The court also rejected Ameren’s “routine maintenance, repair and replacement” defense, relying on EPA’s four-factor test (nature and extent of the change, purpose of the change, frequency of the change, and cost). The court summarized its holding on this issue: “Based on the evidence presented at trial, I conclude that the projects cannot be considered routine maintenance under the law. The Rush Island boiler refurbishments at issue were the most expensive boiler projects ever performed on an Ameren boiler. They involved the redesign and replacement of major boiler components that were intended to improve the performance of the units and enable them to burn coal they were not originally intended to burn. They were the first such replacements in the history of each unit, are rarely done at any unit in the industry, and the combination of boiler replacements has rarely, if ever, been done in the industry.”
Turning to the substantive PSD test for whether the emissions exceeded the PSD “significant” thresholds, the court adopted the Koppe-Sahu approach, holding: “The Koppe-Sahu results, Dr. Hausman’s analyses, and the actual post-project data all establish that there is a significant net SO2 increase of more than 40 tons that was caused by the projects. Based on the known facts that the Rush Island units are low-cost, baseload units, common sense compels the same conclusion: improving availability or capacity at baseload units like Rush Island will result in additional operations and pollution. Ameren’s model confirms that relationship, as Dr. Hausman showed and Ameren’s chief modeler confirmed in his testimony. Other courts have recognized this relationship. Ameren should have expected a significant net emissions increase and should have obtained a permit before beginning work.”
The court also criticized Ameren’s failure to conduct “pre-project” PSD applicability analyses for Unit 1, reliance on potential to emit analyses for Unit 2, and rejected Ameren’s arguments as “post-hoc” rationalizations.

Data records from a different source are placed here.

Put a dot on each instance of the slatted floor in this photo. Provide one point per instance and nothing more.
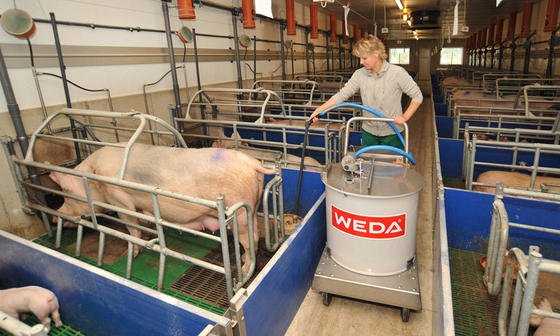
(474, 311)
(203, 283)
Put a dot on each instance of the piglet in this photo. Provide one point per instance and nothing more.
(31, 299)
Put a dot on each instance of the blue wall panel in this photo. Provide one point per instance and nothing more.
(440, 107)
(444, 127)
(90, 302)
(451, 157)
(468, 217)
(270, 309)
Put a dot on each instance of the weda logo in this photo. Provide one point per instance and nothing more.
(368, 226)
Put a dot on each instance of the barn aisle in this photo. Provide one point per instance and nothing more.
(353, 317)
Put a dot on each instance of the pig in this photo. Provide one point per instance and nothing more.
(547, 326)
(512, 180)
(204, 173)
(31, 299)
(293, 161)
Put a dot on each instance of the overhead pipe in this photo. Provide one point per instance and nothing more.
(511, 26)
(64, 83)
(485, 43)
(526, 24)
(340, 64)
(327, 52)
(314, 21)
(282, 51)
(499, 31)
(177, 107)
(290, 17)
(344, 36)
(552, 45)
(248, 16)
(13, 107)
(551, 15)
(333, 26)
(15, 115)
(527, 45)
(307, 50)
(513, 47)
(234, 14)
(254, 58)
(186, 10)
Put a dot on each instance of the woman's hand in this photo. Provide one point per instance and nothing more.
(399, 120)
(314, 115)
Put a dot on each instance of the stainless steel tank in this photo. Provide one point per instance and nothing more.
(371, 215)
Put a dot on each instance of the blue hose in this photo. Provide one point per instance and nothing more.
(370, 110)
(385, 147)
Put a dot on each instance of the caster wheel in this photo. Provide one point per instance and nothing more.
(405, 314)
(327, 299)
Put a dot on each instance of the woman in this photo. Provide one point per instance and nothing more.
(381, 86)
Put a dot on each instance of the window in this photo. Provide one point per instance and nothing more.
(399, 55)
(451, 56)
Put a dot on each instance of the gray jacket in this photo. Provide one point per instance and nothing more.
(381, 92)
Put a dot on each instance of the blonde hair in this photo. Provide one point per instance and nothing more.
(369, 45)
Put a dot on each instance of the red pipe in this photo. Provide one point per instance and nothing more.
(248, 19)
(314, 21)
(186, 10)
(491, 35)
(499, 31)
(526, 26)
(511, 26)
(290, 17)
(333, 27)
(551, 15)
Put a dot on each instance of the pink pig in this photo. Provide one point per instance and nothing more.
(204, 173)
(31, 299)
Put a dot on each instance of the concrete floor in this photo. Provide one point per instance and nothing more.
(346, 316)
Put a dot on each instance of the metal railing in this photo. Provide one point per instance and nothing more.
(521, 309)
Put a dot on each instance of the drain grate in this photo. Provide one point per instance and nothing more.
(206, 285)
(203, 283)
(474, 311)
(64, 330)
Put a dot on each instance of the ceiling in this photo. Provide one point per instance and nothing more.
(479, 14)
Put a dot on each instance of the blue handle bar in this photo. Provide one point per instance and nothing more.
(385, 147)
(370, 110)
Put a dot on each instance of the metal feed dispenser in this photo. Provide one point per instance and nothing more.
(371, 213)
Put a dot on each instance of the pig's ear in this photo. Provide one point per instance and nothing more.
(55, 176)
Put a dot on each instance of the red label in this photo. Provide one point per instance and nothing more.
(373, 227)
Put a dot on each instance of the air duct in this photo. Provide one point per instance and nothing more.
(314, 21)
(186, 10)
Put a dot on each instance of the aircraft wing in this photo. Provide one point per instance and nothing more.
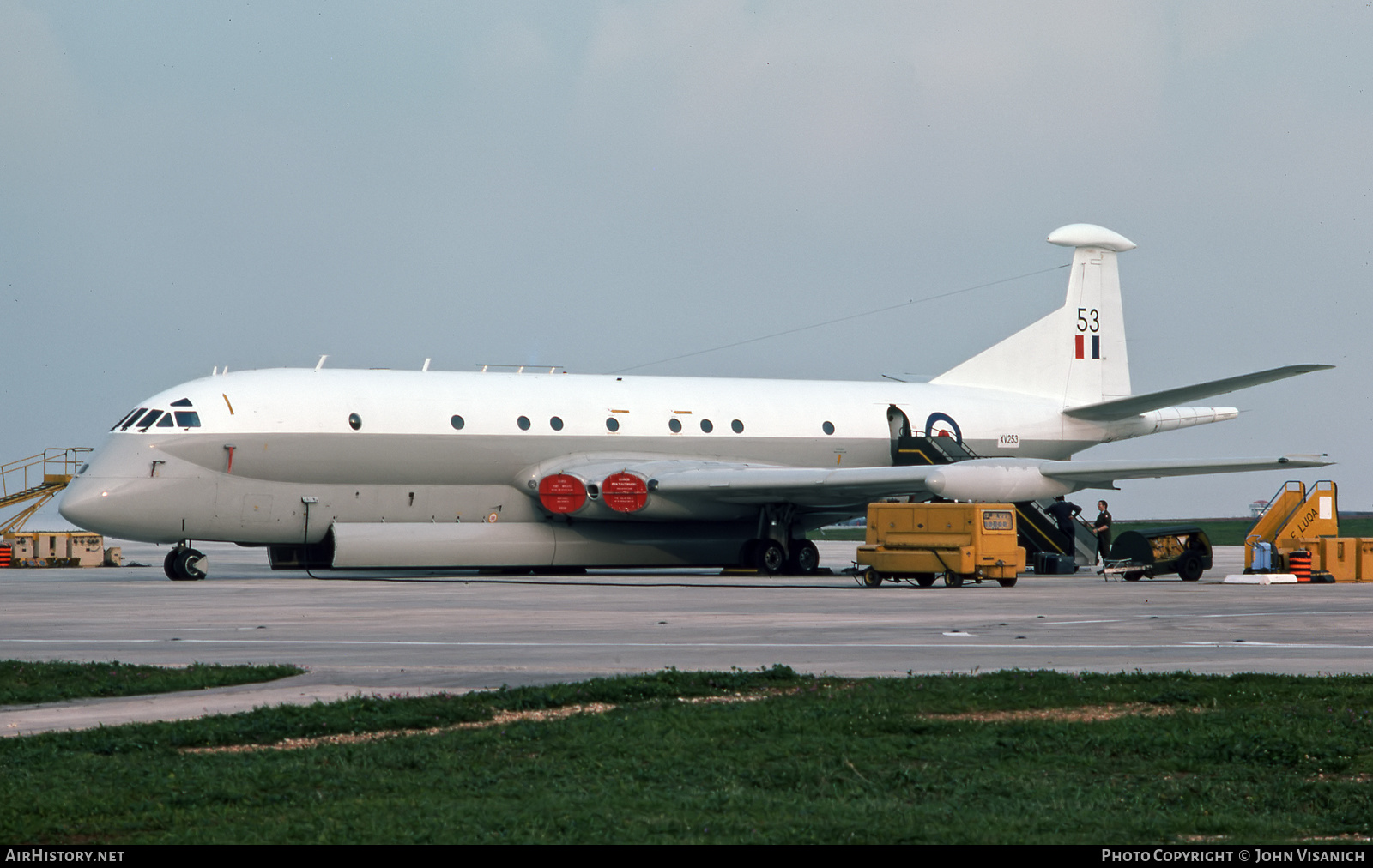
(1136, 404)
(1096, 474)
(698, 485)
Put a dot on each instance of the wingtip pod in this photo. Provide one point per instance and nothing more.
(1089, 235)
(1306, 461)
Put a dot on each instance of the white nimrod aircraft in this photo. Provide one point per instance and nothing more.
(425, 468)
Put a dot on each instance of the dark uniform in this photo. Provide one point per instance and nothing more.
(1103, 527)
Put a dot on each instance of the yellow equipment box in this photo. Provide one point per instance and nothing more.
(919, 541)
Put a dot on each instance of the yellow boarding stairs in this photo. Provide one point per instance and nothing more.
(36, 479)
(1295, 518)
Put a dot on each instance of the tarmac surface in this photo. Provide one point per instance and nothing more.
(409, 635)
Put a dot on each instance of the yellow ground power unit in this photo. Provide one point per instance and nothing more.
(920, 541)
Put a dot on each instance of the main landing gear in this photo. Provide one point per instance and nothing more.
(185, 564)
(776, 550)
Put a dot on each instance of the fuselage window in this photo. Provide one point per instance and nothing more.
(134, 418)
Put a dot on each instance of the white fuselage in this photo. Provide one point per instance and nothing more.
(275, 458)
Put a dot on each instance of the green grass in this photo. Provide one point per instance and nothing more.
(1251, 758)
(27, 683)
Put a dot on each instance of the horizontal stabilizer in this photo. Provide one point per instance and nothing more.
(1136, 404)
(1096, 474)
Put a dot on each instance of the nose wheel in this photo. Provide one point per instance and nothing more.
(185, 564)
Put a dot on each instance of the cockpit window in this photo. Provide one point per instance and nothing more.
(134, 418)
(123, 420)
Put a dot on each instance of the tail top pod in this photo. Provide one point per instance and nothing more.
(1075, 354)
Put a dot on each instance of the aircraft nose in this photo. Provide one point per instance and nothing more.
(86, 504)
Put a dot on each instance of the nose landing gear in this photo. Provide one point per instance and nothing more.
(185, 564)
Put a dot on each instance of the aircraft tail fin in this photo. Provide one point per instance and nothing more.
(1075, 354)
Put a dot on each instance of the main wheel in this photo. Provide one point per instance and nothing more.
(769, 557)
(1189, 566)
(803, 558)
(189, 564)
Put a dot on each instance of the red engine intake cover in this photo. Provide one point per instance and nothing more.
(562, 493)
(625, 492)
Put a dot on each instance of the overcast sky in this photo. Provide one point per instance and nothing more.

The Ameren case is significant because it represents another victory for the government in challenging significant projects at coal-fired electric utility generating units. It is also significant in adopting the Koppe-Sahu approach to calculating emissions increases and accepting the argument that if “availability” is expected to increase by more than the percent necessary to exceed 40 tons/year (for sulfur dioxide, at least), then a violation of the PSD program occurs. The decision is also significant in its discussion of the “demand growth exclusion” and its strong reliance on the “unrelated” prong to set aside Ameren’s calculations. The discussion of the routine maintenance, repair and replacement issue basically follows the prior decision in Ohio Edison.
Ameren's Rush Island project was large and its handling of the PSD-required analyses prior to commencing the project was, in the eyes of the court, poor. As a result, the court showed little sympathy for Ameren’s arguments. The moral of this story is: facilities must conduct their PSD analysis at the time of project inception and must document the factual and legal bases for their conclusions. Failure to do so will place the facility at risk.